Vaidyaratnam Oushadhasala
- Type: Private
- Industry: Pharmaceutical industry
- Genre: Ayurveda
- Founder: Eledath Thaikkattu Neelakandan Mooss
- Headquarters: Thaikkattussery, Thaikkattussery, Thrissur City, Kerala, India
- Number of locations: Thaikkattussery Chuvannamannu and Pollachi
- Area served: India, Middle East
- Key people: Eledath Thaikkattu Neelakandan Mooss
- Products: Ayurvedic medicines
- Owner: Vaidyaratnam Group
- Website: vaidyaratnammooss.com

= Vaidyaratnam Oushadhasala =

Indian Ayurvedic company

Vaidyaratnam Oushadhasala is an Ayurvedic Pharmaceutical company situated in Thaikkattussery, near Ollur (Thrissur, Kerala). It is managed by Thaikkattusseri Eledathu Thaikkattu Family, one among the Ashtavaidya families of Kerala. Vaidyaratnam runs a NABH accredited nursing home, Vaidyaratnam Nursing Home, and an Ayurvedic medical college, apart from two ISO certified manufacturing plants in Thrissur and an R&D centre in Thaikkattussery, under the flagship of Vaidyaratnam.

== History ==
Vaidyaratnam Oushadhasala (Oushada means medicine and Sala is a building or institute) was instituted in 1941 by Eledath Thaikkattu Neelakandan Mooss.

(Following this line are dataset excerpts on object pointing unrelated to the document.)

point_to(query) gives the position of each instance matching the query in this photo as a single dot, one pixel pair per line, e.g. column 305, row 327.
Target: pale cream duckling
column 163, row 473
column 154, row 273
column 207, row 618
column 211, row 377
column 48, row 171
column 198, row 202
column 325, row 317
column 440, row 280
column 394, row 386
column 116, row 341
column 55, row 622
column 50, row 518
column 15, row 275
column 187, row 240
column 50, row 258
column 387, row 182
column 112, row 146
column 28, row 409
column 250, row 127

His son, Eledath Thaikkattu Narayanan Mooss, a recipient of Padmabhushan, succeeded him at the establishment.
==Founder==
Eledath Thaikkattu Neelakandan Mooss or E.T.Neelakandan Mooss (1904-1997) was an Ayurvedic practitioner and the founder of Vaidyaratnam Group.

After Gurukula schooling in childhood and later at Vailoppilli Sreedhara Menon Memorial Government Vocational Higher Secondary School, he learned Ashtanga Hridayam from Kuttancheri Valiya Aaryan Moose and Manu Moose. He then joined his father Ashtavaidyan E. T. Narayanan Mooss Sr., at the family clinic. In 1954, Neelakandan Mooss founded the Vaidyaratnam Oushadhasala and saw the establishment growing to include a Vaidyaratnam Nursing Home, Vaidyaratnam Ayurveda College and Ayurvedic Research Centre.

Government of India honoured him with national award Padma Shri in 1992 for his contributions to Ayurveda treatment.

==Vaidyaratnam Ayurveda College==

Vaidyaratnam Ayurveda College is Ayurveda college situated in Thaikkattussery near Ollur. The college is affiliated to the Kerala University of Health Sciences and offers B.A.M.S. degree (Ayurveda acharya). The course is recognized by the Central Council of Indian Medicines (CCIM) and is of a duration of 5½ years and 12 months compulsory rotatory internship. Students are admitted for the BAMS course from the list of medical entrance examination conducted by the Government of Kerala. The present intake for the degree programme is 75 students.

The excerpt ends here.